Слово «предательство» прозвучало в первом же обращении Владимира Путина после начала вооруженного мятежа Пригожина. О фундаментальном для себя различении врагов и предателей Путин не раз говорил лично. Помимо 1990-х, это различение может восходить к этике спецслужб, где завербованный врагом свой хуже диссидента и открытого противника.

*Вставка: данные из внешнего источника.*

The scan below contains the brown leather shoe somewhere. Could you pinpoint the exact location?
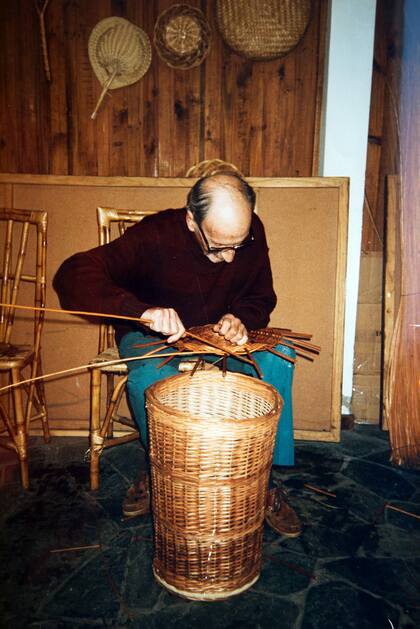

Пренебрежительные оценки мятежа (вроде «передряги» в высказываниях Сергея Лаврова для внешней аудитории) с самого начала контрастировали с собственным путинским мифом об уничтожении в зародыше очередной русской смуты, за которой, как не устают повторять представители правящей группировки, вновь последует распад страны. Именно смуту и распад, судя по его собственным заявлениям, Путин предотвращает все годы у власти, и тот, кто оказался источником этой угрозы — будь то Михаил Саакашвили, лидеры киевских Майданов или Алексей Навальный, является для него главным злом.
Слово «предатель», произнесенное лидером режима-группировки, должно было иметь последствия. Иначе система, выстроенная на неформальных, понятийных принципах и практиках больше, чем на формальных институтах, рискует стать неуправляемой. Отсутствие ясных следов наказания Пригожина, названного предателем, его появление в России после анонсированного изгнания в Беларусь, мелькание в Санкт-Петербурге и даже на саммите Россия — Африка все чаще толковали как признаки беспомощности и дряблости системы, которая теперь интерпретирует принцип «своим — все, врагам — закон» предельно широким образом.
Конечно, случившееся не было классическим предательством по понятиям режима. Пригожин не перешел на сторону врага, то есть геополитического противника — в отличие от тех, кто поступил именно так и в путинской системе координат однозначно заслуживает сурового наказания — будь то перебежчик из власти, глава оппозиции (разумеется, работающий по заказу из-за рубежа) или Украина, изменившая Москве с Западом. Перехода на сторону врага не было, был узконаправленный выброс энергии для давления на систему изнутри, но он внес раскол и сумятицу, которые сыграли на руку этому самому врагу. Тем не менее для обдумывания наказания была взята пауза.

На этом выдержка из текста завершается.